The General Theory of Employment, Interest, and Money, written by legendary author John Maynard Keynes is widely considered to be one of the top 100 greatest books of all time. This masterpiece was published right after the Great Depression. It sought to bring about a revolution, commonly referred to as the ‘Keynesian Revolution’, in the way economists thought—especially challenging the proposition that a market economy tends naturally to restore itself to full employment on its own. Regarded widely as the cornerstone of Keynesian thought, this book challenged the established classical economics and introduced new concepts.
‘The General Theory of Employment, Interest, and Money’ transformed economics and changed the face of modern macroeconomics.
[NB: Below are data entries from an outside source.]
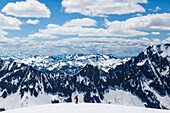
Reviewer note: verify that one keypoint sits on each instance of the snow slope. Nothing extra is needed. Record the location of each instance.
(85, 108)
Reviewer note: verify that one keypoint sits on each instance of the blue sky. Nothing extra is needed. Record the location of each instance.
(55, 27)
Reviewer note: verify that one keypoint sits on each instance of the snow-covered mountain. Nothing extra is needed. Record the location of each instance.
(142, 81)
(85, 108)
(70, 64)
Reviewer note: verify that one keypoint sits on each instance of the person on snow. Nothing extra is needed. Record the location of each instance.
(76, 98)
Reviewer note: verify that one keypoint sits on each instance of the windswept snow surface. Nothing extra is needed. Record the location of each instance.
(85, 108)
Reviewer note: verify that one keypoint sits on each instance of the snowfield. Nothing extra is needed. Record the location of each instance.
(85, 108)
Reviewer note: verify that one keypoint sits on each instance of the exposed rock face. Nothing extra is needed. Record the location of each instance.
(146, 79)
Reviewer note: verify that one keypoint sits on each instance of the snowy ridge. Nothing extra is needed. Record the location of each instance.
(85, 108)
(69, 64)
(142, 81)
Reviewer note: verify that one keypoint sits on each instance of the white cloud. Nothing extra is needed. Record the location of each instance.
(28, 8)
(2, 33)
(133, 26)
(32, 21)
(42, 36)
(155, 33)
(103, 7)
(9, 23)
(156, 9)
(81, 22)
(137, 26)
(116, 46)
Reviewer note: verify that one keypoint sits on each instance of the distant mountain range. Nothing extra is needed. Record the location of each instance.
(69, 64)
(141, 81)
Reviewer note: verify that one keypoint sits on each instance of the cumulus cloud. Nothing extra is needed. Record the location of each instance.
(137, 26)
(28, 8)
(42, 36)
(9, 23)
(156, 9)
(103, 7)
(34, 22)
(81, 22)
(155, 33)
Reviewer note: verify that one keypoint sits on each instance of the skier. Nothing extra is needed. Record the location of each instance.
(76, 98)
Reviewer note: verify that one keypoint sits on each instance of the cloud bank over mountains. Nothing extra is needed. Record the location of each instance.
(83, 33)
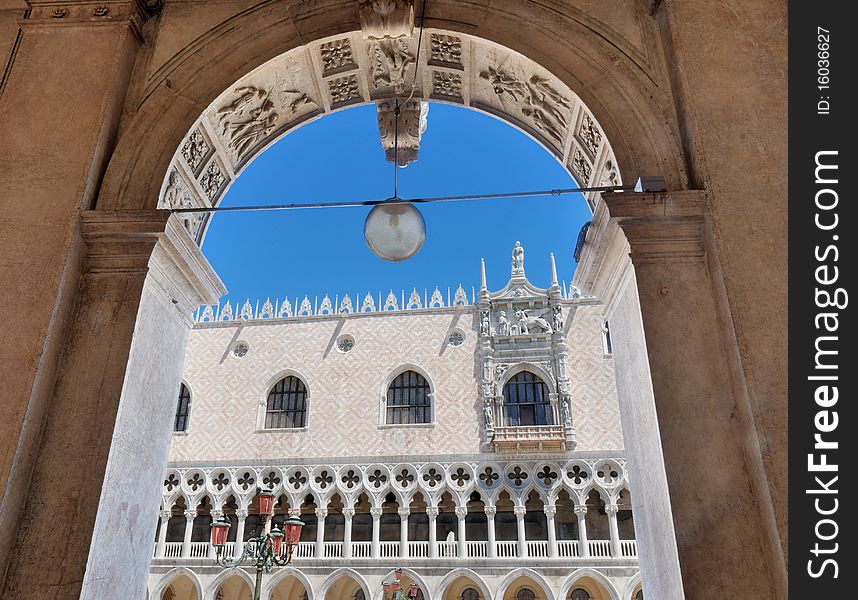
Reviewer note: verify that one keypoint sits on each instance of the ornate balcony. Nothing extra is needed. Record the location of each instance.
(530, 438)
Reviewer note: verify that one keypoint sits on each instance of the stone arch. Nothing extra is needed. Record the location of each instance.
(224, 577)
(343, 573)
(466, 574)
(396, 372)
(628, 99)
(262, 406)
(409, 574)
(523, 366)
(191, 395)
(524, 574)
(589, 578)
(172, 576)
(281, 575)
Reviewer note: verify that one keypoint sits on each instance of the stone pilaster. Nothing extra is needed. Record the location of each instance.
(99, 469)
(62, 95)
(696, 399)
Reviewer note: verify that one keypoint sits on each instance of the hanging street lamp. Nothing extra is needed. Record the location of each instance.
(274, 547)
(393, 589)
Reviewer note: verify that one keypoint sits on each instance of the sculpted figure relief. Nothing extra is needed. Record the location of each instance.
(536, 98)
(488, 411)
(518, 257)
(248, 118)
(389, 60)
(558, 318)
(527, 323)
(503, 323)
(564, 412)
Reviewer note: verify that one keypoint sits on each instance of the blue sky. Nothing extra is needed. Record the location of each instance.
(339, 157)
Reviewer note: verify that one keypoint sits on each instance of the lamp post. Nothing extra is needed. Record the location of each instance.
(393, 588)
(264, 552)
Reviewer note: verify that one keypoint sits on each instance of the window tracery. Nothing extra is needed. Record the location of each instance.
(408, 400)
(287, 404)
(526, 401)
(183, 410)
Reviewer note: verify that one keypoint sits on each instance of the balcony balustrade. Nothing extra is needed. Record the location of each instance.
(418, 550)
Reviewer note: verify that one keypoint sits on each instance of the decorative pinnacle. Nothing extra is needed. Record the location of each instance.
(553, 272)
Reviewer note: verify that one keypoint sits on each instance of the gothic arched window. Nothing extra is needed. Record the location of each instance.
(526, 401)
(470, 594)
(409, 400)
(183, 409)
(287, 404)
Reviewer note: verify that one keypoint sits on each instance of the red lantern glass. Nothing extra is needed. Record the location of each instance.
(293, 527)
(220, 529)
(276, 540)
(266, 502)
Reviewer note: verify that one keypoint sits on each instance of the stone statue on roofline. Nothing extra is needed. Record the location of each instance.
(518, 258)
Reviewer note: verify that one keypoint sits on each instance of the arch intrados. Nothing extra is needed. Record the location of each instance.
(411, 574)
(523, 367)
(591, 574)
(463, 573)
(203, 69)
(523, 572)
(343, 573)
(281, 575)
(225, 576)
(174, 575)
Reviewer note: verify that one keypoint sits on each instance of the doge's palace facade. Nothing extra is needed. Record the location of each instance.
(471, 438)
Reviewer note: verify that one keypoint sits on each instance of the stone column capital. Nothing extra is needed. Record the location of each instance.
(150, 242)
(660, 225)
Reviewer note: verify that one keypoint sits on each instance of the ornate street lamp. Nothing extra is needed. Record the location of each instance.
(264, 552)
(393, 588)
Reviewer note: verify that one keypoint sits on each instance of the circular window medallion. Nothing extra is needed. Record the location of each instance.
(239, 349)
(345, 343)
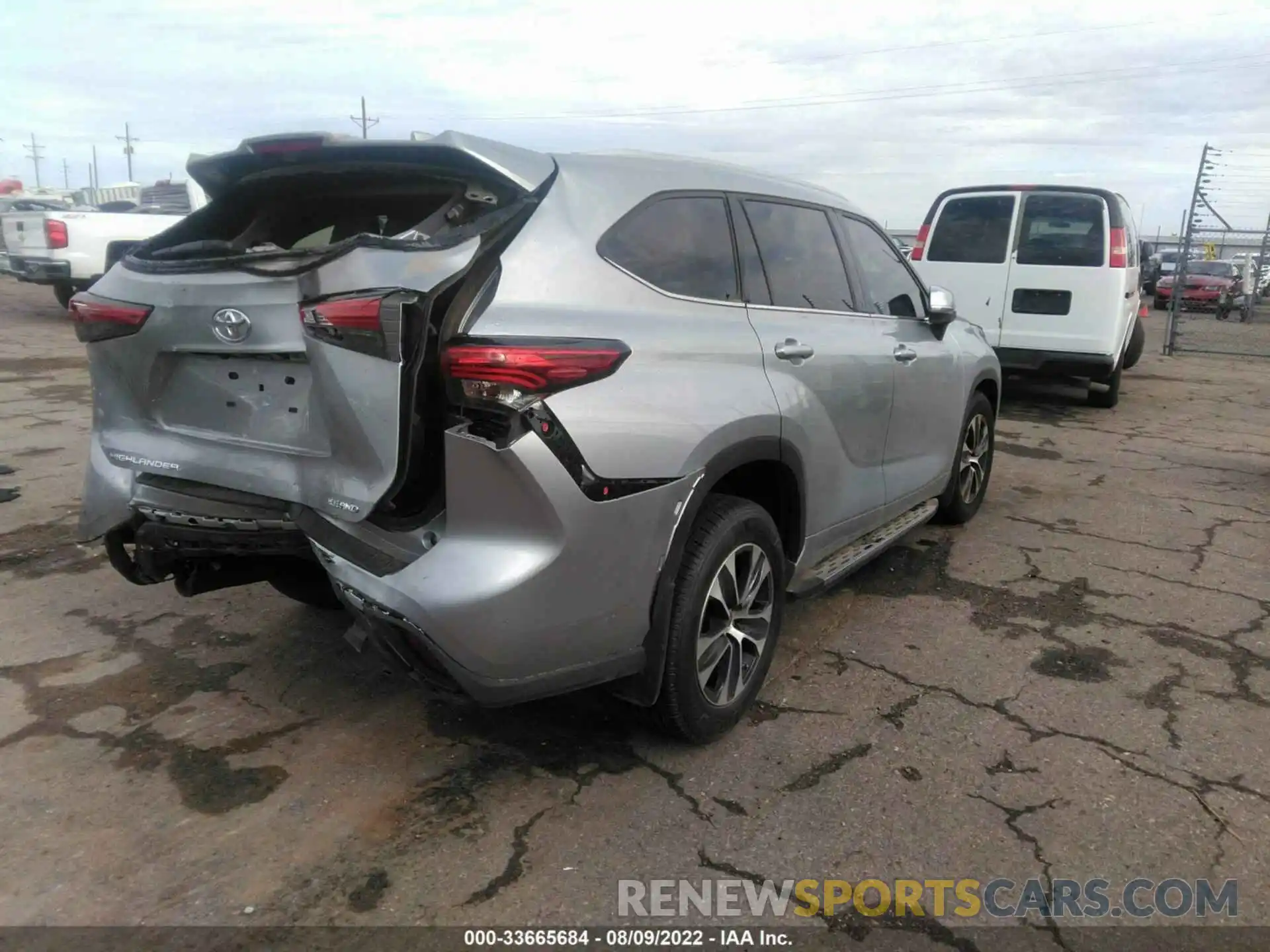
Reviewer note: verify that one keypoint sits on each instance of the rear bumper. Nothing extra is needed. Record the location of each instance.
(40, 270)
(1057, 364)
(531, 589)
(526, 589)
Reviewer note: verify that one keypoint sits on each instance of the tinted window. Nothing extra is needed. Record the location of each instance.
(1062, 230)
(889, 288)
(973, 230)
(680, 244)
(800, 257)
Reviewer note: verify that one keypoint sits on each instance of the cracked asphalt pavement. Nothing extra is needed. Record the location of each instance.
(1076, 684)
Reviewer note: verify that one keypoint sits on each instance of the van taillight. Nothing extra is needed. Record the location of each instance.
(920, 244)
(1119, 249)
(55, 233)
(516, 372)
(102, 319)
(352, 323)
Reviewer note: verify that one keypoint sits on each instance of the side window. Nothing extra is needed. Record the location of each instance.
(1130, 231)
(889, 287)
(1062, 230)
(800, 255)
(973, 230)
(681, 244)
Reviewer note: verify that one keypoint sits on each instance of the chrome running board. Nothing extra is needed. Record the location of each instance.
(857, 554)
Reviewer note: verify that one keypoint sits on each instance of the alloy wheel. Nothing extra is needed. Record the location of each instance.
(734, 625)
(974, 459)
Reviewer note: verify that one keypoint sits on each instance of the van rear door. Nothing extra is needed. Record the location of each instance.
(967, 252)
(1062, 296)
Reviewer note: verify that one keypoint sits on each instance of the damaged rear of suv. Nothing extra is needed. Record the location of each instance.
(538, 422)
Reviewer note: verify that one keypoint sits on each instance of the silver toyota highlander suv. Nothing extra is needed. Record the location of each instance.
(538, 422)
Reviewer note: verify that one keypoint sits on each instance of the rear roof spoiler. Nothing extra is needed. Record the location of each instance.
(520, 168)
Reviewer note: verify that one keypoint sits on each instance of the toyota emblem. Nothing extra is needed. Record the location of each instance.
(230, 325)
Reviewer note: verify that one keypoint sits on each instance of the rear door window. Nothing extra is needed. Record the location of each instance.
(681, 244)
(973, 230)
(1062, 230)
(888, 285)
(800, 255)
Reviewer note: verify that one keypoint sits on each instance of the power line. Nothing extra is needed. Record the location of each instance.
(901, 92)
(127, 140)
(36, 158)
(987, 40)
(364, 122)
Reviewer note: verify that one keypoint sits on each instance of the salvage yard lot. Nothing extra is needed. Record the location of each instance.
(1075, 684)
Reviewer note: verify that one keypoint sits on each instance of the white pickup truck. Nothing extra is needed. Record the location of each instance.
(71, 249)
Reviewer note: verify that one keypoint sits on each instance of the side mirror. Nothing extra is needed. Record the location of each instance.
(943, 309)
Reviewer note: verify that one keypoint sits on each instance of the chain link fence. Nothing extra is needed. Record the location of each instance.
(1206, 307)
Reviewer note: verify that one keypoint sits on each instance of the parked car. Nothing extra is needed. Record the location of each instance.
(1213, 286)
(539, 422)
(1162, 264)
(22, 204)
(1049, 272)
(70, 249)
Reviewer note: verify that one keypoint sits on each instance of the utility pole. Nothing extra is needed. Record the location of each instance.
(1180, 270)
(36, 158)
(1263, 264)
(127, 140)
(364, 122)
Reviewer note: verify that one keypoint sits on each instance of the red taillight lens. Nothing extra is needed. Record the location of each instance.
(920, 245)
(55, 233)
(286, 146)
(352, 323)
(1119, 249)
(102, 319)
(516, 374)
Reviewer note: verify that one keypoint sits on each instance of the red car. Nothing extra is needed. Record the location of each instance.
(1209, 286)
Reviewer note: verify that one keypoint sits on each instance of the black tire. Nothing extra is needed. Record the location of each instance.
(724, 527)
(1109, 397)
(1137, 342)
(955, 507)
(309, 584)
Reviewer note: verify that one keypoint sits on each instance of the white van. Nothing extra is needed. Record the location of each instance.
(1050, 273)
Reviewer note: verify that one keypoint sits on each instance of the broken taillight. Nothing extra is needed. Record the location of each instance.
(55, 234)
(1119, 249)
(517, 372)
(920, 244)
(352, 323)
(102, 319)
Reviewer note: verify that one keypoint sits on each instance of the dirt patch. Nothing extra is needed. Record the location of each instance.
(1085, 664)
(44, 549)
(160, 681)
(28, 367)
(64, 393)
(1028, 452)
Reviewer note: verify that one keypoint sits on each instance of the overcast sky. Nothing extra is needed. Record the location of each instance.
(887, 107)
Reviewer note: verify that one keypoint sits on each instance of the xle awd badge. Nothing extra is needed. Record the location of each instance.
(232, 325)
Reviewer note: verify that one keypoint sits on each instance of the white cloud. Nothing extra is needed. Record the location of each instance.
(925, 95)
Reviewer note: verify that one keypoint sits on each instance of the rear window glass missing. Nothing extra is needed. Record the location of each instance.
(1062, 230)
(973, 230)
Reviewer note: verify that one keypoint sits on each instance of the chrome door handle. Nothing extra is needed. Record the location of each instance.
(794, 350)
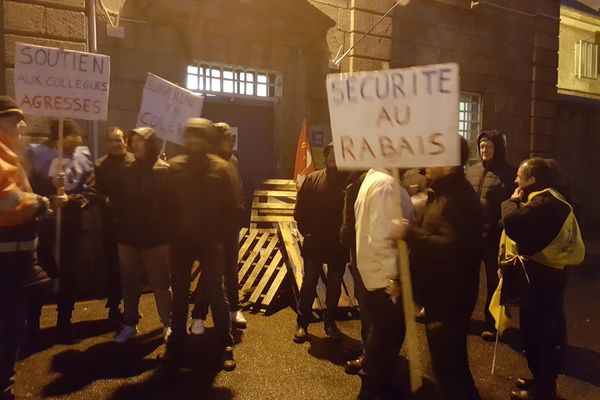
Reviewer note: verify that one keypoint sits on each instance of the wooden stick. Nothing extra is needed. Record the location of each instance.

Keynes’ argument is based on the idea that the level of employment is not determined by the price of labour, but by the spending of money. It gave way to an entirely new approach where employment, inflation and the market economy are concerned.
About the Author:
John Maynard Keynes (5 June 1883–21 April 1946), was an English economist whose ideas fundamentally changed the theory and practice of modern macroeconomics and the economic policies of governments. He built on and greatly refined earlier work on the causes of business cycles, and is widely considered to be one of the most influential economists of the 20th century and the founder of modern macroeconomics. His ideas are the basis for the school of thought known as Keynesian economics and its various offshoots.